Just minutes before a scheduled vote, Paris said it had asked current council president Britain to postpone the vote, which had been already repeatedly delayed, to allow a settlement in parallel talks on Libyan compensation for the bombing of a French UTA airliner in 1989.

After four hours of closed-door talks as more than 50 relatives of Pan Am 103 (news - web sites) victims waited in the gallery of the otherwise empty council chamber, British Ambassador Emyr Jones Parry announced the delay until Friday.

He said it was intended to win unanimous support for ending the sanctions and said there were "other very legitimate concerns pertaining to Libya which still need resolution."

U.S. Ambassador John Negroponte said the delay was approved after "the government of France had indicated it would veto the resolution" if it were put to a vote on Tuesday.

"We are certainly very disappointed that the vote did not take place today and our hearts go out to the families of the victims who have been waiting and suffering so patiently for the day to come when this vote takes place," he said.

Lifting the sanctions is sought by Libya to help it end its pariah status in much of the world.

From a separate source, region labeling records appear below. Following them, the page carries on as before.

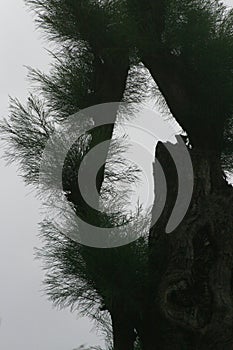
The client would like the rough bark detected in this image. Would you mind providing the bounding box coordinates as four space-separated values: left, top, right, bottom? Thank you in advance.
145 141 233 350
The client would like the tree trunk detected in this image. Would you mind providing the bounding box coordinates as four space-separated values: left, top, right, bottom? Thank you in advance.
146 144 233 350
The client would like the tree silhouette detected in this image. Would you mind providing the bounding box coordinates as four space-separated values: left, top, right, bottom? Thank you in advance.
2 0 233 350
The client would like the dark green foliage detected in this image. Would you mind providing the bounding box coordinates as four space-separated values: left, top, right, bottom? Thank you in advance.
1 0 233 350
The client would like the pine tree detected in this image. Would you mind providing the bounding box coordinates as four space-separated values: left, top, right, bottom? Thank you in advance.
2 0 233 350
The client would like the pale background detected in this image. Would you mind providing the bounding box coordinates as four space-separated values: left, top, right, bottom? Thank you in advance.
0 0 233 350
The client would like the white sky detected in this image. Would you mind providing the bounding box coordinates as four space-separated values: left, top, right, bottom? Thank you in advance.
0 0 233 350
0 0 103 350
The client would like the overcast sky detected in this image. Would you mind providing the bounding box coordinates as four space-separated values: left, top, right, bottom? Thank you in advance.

A vote would also clear the way for the families of the 270 Lockerbie victims to each receive compensation which could eventually reach $10 million.

Diplomats had initially said France intended to abstain rather than block the resolution, but French officials refused to confirm this, saying Paris was still awaiting word of an agreement with Libya from the families of the UTA victims.

LIBYA ACCEPTED BLAME

Britain and the United States had agreed last month to seek an end to the sanctions as part of a deal in which Libya accepted blame for the Pan Am attack, swore off terrorism and agreed to pay compensation to the victims' families.

French backing for the deal was in doubt from the start, however, because of hitches in the separate compensation deal over the UTA attack.

The UTA families had asked Paris to block a U.N. vote and reopen a previous deal with Libya because the Tripoli government had paid a total of just $34 million in compensation for the UTA attack several years ago, a sum dwarfed by the $2.7 billion accepted by Libya in the Lockerbie case.

After more than three weeks of negotiations between the UTA families and the Libyan authorities, sources familiar with the talks said an agreement was within reach under which the UTA relatives were likely to get close to $1 million per family.

But family members and French officials said the final terms of a deal could not be reached in time.

"At this stage there is no agreement -- not even the first signs of agreement. The families are not happy with how the negotiations are going," said Guillaume Denoix de Saint Marc, who lost his father in the UTA bombing.

A senior State Department official who asked not to be identified likened the French veto threat to French efforts to block U.N. approval for the U.S.-led war on Iraq (news - web sites).

It's "deja vu all over again," the official said. "We would be astonished if the French were going to veto. We also ... can't imagine how they would explain such an action."

The U.N. sanctions, including an air and arms embargo and a ban on some oil equipment and financial assets, were imposed in 1992 and 1994 and suspended in 1999 after Libya turned over two suspects for trial for the bombing.

Washington, which is expected to abstain on the U.N. sanctions resolution for domestic political reasons, has vowed to keep in force separate U.S. sanctions including a ban on Libyan oil sales to the United States.